L’homme de la maison

Notre avis : Il n’est pas chose aisée d’avoir 12 ans et de vivre dans un quartier populaire de Singapour. C’est le sort dramatique de Yong que nous décrivent Dave Chua et Koh Hong Teng, dans L’homme de la maison, un manga fort édité par Steinkis.

Singapour de nos jours. Yong, 12 ans vit dans une immense barre d’immeuble avec son père peu présent et joueur invétéré, une mère aimante, un petit frère espiègle et Ah Ma sa grand-mère. Ses parents sont durs avec lui parce qu’ils veulent qu’il réussisse à tout prix et donc l’arracher à sa condition sociale toute tracée; il est plutôt doué dans les études. Grand pour son âge, l’adolescent est obéissant, généreux et serviable : il aide sa mère dans les tâches ménagères et s’occupe de sa grand-mère douce mais qui perd déjà un peu la tête.

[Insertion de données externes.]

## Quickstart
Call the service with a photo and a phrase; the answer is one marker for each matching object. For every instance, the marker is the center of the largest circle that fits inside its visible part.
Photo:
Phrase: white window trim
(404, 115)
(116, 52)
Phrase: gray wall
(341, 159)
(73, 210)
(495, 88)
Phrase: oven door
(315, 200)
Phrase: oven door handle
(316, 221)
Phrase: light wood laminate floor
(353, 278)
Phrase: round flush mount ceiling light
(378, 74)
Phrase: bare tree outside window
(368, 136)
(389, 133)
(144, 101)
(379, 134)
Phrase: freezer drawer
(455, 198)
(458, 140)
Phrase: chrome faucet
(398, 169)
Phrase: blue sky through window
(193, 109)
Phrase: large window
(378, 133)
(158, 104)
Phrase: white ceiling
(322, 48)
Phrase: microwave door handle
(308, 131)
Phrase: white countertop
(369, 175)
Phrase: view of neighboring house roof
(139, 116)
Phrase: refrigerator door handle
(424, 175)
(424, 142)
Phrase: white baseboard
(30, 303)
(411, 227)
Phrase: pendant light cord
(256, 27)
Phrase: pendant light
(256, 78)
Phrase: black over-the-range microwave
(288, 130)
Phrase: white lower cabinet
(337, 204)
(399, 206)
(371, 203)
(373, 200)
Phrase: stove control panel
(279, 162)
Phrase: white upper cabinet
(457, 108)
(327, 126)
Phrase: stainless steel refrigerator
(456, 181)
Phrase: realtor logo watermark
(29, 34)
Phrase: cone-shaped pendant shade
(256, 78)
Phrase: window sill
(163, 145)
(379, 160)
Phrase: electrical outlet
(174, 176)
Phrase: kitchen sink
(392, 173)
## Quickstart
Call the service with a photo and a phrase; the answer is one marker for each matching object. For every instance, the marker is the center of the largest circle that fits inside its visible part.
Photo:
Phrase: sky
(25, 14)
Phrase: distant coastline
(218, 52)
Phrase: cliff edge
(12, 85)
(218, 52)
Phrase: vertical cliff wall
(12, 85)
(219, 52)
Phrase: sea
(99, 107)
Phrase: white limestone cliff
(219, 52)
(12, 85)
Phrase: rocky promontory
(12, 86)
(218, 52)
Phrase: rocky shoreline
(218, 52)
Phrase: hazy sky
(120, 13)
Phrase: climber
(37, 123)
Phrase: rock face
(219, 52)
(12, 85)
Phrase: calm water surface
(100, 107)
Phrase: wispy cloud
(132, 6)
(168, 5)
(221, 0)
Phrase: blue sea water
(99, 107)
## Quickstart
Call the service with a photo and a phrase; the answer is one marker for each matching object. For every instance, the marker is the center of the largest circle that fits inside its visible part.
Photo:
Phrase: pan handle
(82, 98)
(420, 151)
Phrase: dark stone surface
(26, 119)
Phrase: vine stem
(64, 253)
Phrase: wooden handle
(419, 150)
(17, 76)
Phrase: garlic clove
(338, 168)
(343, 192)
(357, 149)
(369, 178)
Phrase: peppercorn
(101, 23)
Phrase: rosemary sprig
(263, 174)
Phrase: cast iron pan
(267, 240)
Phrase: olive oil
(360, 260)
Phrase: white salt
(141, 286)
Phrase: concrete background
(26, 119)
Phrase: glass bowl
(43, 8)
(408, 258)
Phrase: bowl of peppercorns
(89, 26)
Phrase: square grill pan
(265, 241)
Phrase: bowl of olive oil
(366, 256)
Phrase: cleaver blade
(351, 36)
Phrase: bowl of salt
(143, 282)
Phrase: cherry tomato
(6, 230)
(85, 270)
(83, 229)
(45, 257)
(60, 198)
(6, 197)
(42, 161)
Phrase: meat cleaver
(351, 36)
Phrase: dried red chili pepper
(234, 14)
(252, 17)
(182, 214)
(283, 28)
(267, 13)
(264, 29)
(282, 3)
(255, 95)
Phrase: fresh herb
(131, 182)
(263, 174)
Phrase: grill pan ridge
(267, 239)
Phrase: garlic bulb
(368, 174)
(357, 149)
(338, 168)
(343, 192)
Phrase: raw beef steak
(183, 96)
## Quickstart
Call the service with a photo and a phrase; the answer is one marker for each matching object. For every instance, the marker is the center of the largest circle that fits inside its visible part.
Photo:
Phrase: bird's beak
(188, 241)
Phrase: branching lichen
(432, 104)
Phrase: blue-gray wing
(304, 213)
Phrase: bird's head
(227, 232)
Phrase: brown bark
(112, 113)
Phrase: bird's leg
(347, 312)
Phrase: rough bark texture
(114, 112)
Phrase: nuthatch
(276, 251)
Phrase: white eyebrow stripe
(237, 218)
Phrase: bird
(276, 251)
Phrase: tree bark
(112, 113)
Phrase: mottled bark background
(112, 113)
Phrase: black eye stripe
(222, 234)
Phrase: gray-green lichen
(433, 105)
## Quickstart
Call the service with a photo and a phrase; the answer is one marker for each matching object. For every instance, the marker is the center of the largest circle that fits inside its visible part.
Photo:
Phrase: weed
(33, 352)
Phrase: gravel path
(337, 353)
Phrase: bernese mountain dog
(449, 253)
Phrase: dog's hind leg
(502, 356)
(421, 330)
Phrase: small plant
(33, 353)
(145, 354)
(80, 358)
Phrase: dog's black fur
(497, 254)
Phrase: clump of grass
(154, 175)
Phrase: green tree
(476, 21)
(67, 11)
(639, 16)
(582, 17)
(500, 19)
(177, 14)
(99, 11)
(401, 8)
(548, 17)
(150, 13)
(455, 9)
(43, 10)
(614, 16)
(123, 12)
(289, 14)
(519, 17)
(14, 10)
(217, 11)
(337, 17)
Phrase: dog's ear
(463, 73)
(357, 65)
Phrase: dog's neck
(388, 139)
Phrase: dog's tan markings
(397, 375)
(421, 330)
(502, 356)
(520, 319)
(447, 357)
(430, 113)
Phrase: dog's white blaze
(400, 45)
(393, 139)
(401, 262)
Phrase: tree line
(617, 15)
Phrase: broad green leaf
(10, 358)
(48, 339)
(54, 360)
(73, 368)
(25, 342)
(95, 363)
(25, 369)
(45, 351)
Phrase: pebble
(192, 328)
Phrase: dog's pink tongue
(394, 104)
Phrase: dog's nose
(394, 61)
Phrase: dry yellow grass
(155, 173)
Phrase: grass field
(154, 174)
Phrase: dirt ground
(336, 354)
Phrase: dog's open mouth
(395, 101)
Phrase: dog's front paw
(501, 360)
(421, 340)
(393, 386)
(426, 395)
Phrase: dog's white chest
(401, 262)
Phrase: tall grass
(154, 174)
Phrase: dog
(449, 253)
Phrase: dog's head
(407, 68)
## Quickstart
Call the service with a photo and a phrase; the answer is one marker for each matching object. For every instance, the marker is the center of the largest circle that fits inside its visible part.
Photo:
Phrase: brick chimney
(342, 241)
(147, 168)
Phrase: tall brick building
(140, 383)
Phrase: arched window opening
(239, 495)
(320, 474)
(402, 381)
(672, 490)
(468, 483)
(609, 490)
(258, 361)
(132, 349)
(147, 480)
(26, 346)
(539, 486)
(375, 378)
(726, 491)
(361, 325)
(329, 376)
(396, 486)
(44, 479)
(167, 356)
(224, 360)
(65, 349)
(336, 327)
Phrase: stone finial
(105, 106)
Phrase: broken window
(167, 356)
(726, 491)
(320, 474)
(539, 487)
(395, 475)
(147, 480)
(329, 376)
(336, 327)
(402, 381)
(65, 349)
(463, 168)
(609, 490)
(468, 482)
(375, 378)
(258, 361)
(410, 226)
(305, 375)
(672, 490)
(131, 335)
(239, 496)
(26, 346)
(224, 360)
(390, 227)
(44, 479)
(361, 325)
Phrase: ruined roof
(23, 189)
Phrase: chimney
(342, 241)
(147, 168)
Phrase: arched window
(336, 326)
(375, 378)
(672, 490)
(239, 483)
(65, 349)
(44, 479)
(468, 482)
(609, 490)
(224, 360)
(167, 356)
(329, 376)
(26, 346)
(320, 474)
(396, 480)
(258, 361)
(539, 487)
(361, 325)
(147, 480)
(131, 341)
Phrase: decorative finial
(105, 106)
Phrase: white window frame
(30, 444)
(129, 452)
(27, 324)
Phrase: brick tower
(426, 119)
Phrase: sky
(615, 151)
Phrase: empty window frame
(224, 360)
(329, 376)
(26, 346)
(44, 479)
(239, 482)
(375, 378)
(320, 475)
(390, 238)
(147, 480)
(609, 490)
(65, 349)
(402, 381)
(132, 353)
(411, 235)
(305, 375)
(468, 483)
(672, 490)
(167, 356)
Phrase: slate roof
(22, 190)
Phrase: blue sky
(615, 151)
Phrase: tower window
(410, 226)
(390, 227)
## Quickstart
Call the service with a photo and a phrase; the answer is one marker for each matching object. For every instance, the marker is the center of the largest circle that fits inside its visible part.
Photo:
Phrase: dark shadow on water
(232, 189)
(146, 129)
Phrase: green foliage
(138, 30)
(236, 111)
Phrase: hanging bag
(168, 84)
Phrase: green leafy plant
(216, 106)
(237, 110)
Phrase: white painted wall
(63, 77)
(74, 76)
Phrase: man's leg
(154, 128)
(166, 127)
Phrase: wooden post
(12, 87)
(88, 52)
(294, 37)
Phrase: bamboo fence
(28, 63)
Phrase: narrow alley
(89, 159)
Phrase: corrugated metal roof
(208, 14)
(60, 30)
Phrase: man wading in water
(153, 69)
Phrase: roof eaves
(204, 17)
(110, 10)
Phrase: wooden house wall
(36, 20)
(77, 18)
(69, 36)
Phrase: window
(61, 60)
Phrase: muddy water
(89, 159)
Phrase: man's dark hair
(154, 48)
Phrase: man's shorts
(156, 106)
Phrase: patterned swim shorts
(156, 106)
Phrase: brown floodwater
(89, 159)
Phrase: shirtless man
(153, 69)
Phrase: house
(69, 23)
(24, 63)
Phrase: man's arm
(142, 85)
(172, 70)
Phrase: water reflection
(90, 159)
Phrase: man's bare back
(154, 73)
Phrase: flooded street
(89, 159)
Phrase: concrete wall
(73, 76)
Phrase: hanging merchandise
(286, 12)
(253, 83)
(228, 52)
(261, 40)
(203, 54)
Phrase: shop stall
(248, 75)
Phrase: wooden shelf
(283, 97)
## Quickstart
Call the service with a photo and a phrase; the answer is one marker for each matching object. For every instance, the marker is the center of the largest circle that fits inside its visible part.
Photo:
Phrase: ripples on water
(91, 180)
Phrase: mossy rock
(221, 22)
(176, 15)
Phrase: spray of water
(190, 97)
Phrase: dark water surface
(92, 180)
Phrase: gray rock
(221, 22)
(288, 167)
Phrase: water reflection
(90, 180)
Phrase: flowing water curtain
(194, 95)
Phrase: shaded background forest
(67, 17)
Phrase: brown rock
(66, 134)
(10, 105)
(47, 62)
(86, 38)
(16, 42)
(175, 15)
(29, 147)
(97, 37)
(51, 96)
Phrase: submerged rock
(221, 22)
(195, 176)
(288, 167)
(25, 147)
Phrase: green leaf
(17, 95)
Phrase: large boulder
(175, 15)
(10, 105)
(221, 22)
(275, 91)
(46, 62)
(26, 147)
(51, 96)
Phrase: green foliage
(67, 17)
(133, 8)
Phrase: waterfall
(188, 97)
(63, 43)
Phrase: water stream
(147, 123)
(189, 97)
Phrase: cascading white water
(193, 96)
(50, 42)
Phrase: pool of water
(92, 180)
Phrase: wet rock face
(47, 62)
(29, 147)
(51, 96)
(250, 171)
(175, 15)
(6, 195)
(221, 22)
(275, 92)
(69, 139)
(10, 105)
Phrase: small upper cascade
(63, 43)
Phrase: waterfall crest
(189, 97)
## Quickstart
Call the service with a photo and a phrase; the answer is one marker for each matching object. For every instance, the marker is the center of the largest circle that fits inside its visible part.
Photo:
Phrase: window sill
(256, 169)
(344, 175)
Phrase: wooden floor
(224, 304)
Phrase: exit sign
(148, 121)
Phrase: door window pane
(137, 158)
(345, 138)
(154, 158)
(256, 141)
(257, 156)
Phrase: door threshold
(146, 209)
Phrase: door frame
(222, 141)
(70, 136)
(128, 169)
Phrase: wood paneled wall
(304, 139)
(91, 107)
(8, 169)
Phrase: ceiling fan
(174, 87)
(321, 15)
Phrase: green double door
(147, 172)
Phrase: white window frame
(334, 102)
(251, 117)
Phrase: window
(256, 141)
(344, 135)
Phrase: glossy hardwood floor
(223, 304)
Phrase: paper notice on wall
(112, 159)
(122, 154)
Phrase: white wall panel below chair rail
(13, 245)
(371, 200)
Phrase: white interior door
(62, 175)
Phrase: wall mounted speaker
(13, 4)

Sa vie est rythmée par le collège, sa famille très importante, ses devoirs et ses amis. Parmi eux, Liang, un jeune garçon livré à lui même, rebelle et qui défie l’autorité. Tous les deux passent leurs journées d’été sur le terrain de jeux en bas des immeubles. Cet endroit de toutes les possibilités va d’ailleurs bientôt être transformé. Mais, la vie de Yong bascule le jour où son père décide de quitter le foyer familial.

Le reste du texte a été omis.